Impact of Process Parameters on Thermochemical Redox Cycle Performance

Kurzfassung

Hydrogen offers an enormous potential for energy storage and as energy carrier for the transportation sector. So far nearly all hydrogen is produced from natural gas, which is a reasonable source of hydrogen in the near term, as it offers modest benefits and lower costs than most other sources. The main target for the future is to develop a carbon-free production path which allows the production of hydrogen renewably at competitive costs. Water is an attractive Hydrogen source. The production of hydrogen by direct water splitting is technically hardly feasible due to the required temperatures of more than 2000°C. In thermochemical cycles the water splitting step is separated into a combination of steps, which enable the water splitting at significantly lower temperatures. These thermochemical cycles make use of redox material which integrates oxygen into its structure in a water splitting step producing hydrogen and which gets reduced in a second high temperature step to be recycled. The high temperature heat which is necessary to run the process can be provided by point focusing concentrated solar systems. Different materials are studied to identify suitable candidates for the redox material. Amongst the material side the main challenges are the reaction kinetics, temperature stability, oxygen uptake capacity, and partial pressure dependency. For the examination experimental set-ups are used like commercially available “Thermogravimetric analysis” and laboratory set-ups, which have been specially designed for the investigation of the redox material behaviour under realistic boundary conditions.

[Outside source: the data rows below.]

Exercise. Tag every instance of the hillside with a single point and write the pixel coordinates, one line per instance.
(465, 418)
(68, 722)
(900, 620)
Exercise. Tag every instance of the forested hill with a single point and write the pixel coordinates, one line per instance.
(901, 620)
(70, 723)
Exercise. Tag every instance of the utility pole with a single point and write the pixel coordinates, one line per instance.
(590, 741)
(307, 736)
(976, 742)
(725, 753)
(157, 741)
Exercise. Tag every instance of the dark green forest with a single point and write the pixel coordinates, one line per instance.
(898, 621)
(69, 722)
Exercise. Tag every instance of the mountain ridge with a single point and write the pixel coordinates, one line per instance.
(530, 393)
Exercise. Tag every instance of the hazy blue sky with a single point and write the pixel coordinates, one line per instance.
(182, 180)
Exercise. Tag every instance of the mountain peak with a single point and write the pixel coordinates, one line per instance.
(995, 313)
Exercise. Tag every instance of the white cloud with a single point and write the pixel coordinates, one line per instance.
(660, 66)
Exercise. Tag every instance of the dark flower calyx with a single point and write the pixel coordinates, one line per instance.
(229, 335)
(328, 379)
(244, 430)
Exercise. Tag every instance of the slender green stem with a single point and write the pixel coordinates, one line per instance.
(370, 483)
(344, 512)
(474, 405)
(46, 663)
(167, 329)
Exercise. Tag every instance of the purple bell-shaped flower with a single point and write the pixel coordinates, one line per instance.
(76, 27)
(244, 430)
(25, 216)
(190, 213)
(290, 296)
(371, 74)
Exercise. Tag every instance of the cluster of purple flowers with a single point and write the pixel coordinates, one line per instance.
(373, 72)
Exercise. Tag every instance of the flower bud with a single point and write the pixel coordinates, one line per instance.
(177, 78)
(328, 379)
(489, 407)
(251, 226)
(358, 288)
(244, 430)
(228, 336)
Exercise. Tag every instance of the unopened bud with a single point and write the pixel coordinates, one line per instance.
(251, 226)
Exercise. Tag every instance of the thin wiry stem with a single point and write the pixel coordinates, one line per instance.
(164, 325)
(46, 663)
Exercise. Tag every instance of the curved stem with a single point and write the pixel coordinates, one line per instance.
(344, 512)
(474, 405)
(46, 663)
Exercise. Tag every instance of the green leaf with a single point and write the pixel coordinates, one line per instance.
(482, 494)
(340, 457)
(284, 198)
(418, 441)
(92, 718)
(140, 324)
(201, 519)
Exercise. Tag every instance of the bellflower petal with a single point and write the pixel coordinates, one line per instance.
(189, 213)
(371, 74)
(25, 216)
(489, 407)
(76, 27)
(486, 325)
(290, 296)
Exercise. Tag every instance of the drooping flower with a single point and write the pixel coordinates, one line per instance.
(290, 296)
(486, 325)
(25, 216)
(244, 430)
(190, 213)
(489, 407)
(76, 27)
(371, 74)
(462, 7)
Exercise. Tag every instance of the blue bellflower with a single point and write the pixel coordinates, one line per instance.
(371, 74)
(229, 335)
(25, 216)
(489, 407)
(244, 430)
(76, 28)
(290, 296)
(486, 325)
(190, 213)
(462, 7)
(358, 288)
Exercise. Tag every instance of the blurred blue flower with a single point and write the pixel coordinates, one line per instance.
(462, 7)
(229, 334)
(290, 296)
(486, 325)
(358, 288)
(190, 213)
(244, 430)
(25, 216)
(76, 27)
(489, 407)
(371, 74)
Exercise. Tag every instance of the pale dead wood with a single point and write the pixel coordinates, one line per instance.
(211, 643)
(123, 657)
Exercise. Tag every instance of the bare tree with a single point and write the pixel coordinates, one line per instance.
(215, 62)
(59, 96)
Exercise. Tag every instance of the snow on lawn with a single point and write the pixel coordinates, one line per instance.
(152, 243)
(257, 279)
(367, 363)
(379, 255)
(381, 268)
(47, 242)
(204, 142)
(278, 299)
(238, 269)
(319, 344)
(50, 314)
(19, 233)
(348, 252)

In the presentation the experimental set-ups used to analyse redox material will be introduced. Especially the reduction of the redox material with its high temperatures and its requirements on the gas stream conditions is a challenging step of the process. By focusing on this step, relevant parameters for the optimization of the process will be analysed. As will be shown the optimization of this step is crucial for the improvement of the whole process. It will be also shown that the importance of the different process parameters like heat recovery, temperature, pressure, oxygen partial pressure, residence time for the overall process performance highly depends on the concept and design of the solar interface.